Core competency has to do with the degree of efficiency and expertise demonstrated in a particular area. While the term was really developed for use in business settings, it is used today in all sorts of settings. Along with use in corporations, references to core competency can be found in such diverse settings as faith-based organizations, non-profits, and even in the home.
Also referred to as core capability, core competency focuses on something that is done especially well by an individual or entity. In terms of a business setting, this type of competency is understood to exist when three specific elements exist. The company is proficient at providing consumer benefits, offers something that is unique and difficult for the competition to emulate, and has a product of service base that can serve a wide range of consumer markets.
It is important to note that core competency does not emerge full-blown. In most cases, it is necessary to actively cultivate and develop this level of business competence. A company may move toward this competency over a period of years, slowly refining operational and marketing processes, as well as enhancing the product line along the way. As the company’s competitive edge increases, it moves closer to a true state of core competency.
A core competency can develop in all facets of the business. For example, the company may develop such a strong management team that the leadership of the business allows the company to grow rapidly into new markets.
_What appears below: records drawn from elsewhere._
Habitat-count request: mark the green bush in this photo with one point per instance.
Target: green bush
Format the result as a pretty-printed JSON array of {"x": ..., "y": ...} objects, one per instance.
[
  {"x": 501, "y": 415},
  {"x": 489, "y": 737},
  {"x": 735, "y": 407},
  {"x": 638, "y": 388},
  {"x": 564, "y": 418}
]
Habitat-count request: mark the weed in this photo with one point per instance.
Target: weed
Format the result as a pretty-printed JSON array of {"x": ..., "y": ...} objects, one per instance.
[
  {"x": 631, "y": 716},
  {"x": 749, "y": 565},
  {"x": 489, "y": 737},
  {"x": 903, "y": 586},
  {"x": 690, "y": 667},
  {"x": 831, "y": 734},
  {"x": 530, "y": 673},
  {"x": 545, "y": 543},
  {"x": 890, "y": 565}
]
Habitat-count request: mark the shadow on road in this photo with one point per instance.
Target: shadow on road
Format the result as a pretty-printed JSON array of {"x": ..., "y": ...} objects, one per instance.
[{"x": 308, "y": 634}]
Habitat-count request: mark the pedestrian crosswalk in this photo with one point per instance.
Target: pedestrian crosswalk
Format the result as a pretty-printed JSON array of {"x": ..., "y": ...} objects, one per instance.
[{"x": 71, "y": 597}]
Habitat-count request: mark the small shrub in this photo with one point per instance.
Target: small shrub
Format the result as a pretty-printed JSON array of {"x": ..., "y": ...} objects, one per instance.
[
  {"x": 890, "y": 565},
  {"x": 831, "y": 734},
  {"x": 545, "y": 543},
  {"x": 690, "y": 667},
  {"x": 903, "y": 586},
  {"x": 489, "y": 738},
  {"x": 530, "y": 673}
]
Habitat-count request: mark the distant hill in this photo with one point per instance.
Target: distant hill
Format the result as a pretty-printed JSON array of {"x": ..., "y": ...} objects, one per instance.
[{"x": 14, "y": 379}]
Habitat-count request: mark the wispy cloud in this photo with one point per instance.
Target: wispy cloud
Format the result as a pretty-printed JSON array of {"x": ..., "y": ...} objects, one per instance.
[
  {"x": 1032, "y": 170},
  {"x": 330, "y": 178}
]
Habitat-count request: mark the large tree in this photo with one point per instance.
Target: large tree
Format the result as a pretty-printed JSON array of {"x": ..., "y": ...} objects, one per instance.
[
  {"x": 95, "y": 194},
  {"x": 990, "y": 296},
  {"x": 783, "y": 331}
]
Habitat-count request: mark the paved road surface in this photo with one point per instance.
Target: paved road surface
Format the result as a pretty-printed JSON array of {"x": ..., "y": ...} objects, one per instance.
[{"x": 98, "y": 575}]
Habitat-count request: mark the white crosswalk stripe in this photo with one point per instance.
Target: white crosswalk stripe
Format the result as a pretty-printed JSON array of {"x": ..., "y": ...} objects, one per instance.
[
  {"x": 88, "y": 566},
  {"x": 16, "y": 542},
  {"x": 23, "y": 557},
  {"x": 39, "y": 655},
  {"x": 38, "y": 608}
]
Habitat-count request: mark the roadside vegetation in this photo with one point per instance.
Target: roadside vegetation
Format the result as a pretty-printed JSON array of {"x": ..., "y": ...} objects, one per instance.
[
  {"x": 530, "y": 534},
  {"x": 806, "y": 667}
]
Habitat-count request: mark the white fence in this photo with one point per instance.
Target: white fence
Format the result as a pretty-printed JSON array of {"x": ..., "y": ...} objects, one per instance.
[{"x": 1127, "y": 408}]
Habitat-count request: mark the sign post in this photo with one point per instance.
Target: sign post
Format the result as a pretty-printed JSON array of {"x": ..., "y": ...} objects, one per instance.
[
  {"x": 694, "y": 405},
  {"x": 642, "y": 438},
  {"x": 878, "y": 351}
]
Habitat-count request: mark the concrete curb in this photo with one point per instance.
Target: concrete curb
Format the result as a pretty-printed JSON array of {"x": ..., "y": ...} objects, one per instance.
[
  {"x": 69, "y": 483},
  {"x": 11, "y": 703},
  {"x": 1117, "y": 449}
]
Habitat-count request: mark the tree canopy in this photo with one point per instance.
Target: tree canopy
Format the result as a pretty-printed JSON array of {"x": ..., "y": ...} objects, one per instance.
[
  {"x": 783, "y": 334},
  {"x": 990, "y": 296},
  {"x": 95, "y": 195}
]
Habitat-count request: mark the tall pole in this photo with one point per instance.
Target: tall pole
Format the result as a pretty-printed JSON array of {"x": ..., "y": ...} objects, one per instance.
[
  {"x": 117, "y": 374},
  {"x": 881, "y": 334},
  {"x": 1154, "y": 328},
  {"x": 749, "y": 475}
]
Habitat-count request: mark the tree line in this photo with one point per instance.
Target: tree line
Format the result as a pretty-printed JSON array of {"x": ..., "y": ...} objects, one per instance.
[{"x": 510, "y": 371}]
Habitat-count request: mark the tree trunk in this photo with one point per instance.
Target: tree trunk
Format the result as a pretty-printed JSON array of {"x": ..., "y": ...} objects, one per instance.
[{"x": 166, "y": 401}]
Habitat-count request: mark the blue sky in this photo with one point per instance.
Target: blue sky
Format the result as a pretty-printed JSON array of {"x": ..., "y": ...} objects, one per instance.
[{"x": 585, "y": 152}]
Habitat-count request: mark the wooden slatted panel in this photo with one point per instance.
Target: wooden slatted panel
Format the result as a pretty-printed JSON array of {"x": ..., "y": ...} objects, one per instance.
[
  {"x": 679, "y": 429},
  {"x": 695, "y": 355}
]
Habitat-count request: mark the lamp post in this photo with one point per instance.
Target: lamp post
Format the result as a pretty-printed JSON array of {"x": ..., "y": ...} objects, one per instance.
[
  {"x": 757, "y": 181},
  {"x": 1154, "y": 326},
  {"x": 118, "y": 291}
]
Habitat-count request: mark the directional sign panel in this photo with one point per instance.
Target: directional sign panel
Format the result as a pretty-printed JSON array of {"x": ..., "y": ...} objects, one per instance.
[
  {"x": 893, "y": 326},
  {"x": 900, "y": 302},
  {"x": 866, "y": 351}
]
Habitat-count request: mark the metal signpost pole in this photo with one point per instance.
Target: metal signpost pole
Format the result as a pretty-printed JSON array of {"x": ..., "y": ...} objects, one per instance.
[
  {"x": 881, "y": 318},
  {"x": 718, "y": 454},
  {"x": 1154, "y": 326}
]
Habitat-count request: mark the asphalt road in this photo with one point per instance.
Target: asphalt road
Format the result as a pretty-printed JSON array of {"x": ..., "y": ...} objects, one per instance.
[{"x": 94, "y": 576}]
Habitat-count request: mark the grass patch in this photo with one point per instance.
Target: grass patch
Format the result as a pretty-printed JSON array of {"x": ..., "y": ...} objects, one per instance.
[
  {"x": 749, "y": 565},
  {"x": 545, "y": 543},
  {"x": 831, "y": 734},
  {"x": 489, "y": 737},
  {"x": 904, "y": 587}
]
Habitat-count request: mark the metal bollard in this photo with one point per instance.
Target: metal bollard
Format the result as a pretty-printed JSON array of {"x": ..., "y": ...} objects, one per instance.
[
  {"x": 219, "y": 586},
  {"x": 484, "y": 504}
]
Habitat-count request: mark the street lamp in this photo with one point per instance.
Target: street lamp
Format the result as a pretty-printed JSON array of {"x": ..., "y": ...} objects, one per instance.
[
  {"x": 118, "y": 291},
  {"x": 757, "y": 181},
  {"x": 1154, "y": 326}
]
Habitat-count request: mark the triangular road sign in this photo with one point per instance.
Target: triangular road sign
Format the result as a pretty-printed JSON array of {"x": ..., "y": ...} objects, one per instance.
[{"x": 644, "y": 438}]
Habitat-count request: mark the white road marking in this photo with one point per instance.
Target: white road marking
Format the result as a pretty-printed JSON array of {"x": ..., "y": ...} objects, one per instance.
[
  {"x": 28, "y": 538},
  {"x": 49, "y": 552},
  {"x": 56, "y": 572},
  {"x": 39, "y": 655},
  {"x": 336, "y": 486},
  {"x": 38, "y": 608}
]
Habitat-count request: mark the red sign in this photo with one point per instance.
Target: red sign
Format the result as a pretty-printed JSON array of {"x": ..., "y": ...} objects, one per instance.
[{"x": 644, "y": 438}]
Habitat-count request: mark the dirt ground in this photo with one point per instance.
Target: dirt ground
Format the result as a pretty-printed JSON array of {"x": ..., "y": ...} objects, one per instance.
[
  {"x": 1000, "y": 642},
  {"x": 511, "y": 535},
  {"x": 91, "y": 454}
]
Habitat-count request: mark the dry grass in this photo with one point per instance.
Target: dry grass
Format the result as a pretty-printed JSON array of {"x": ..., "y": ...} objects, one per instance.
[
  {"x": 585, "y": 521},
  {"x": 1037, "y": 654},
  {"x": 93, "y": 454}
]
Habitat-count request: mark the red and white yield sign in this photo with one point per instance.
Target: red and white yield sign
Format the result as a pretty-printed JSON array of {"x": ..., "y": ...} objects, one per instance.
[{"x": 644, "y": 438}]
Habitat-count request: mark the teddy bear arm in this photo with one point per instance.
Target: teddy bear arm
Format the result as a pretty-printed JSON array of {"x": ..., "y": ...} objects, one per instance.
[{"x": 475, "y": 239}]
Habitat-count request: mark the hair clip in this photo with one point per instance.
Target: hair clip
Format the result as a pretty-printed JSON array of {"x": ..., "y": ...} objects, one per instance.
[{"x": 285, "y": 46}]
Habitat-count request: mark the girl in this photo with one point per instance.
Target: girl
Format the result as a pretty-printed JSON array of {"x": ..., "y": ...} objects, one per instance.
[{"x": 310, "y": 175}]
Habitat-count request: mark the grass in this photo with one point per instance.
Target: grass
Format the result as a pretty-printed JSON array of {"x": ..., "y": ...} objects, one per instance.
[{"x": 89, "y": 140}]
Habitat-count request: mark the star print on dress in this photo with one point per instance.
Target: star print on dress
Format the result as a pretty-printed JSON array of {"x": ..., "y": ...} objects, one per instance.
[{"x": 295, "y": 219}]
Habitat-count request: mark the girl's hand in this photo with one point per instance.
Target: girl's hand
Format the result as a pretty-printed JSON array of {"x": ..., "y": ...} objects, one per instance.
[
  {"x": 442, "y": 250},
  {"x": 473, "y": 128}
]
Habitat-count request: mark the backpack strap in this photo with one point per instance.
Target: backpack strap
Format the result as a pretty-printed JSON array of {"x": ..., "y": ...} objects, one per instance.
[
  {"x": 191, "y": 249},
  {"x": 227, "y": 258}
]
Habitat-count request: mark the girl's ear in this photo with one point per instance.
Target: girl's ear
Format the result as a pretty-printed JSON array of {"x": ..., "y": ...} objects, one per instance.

The sales and marketing efforts may cultivate advertising campaigns and sales strategies that are different from the competition and are successful at capturing a wider range of consumers and markets. Even in the area of human resources, the competency can emerge as the human resource effort becomes proficient at maintaining high morale among the employees and thus reducing employee turnover significantly.
While the general idea of core competency has been around for a number of years, the process was first defined by C.K. Prahalad and Gary Hamel in 1990. Outlined in an article published by the Harvard Business Review, the authors defined the basics of the concept and also offered examples that were contemporary for the time. Over the years, these same fundamentals have come to be the benchmark that must be met in order for core competency to be present.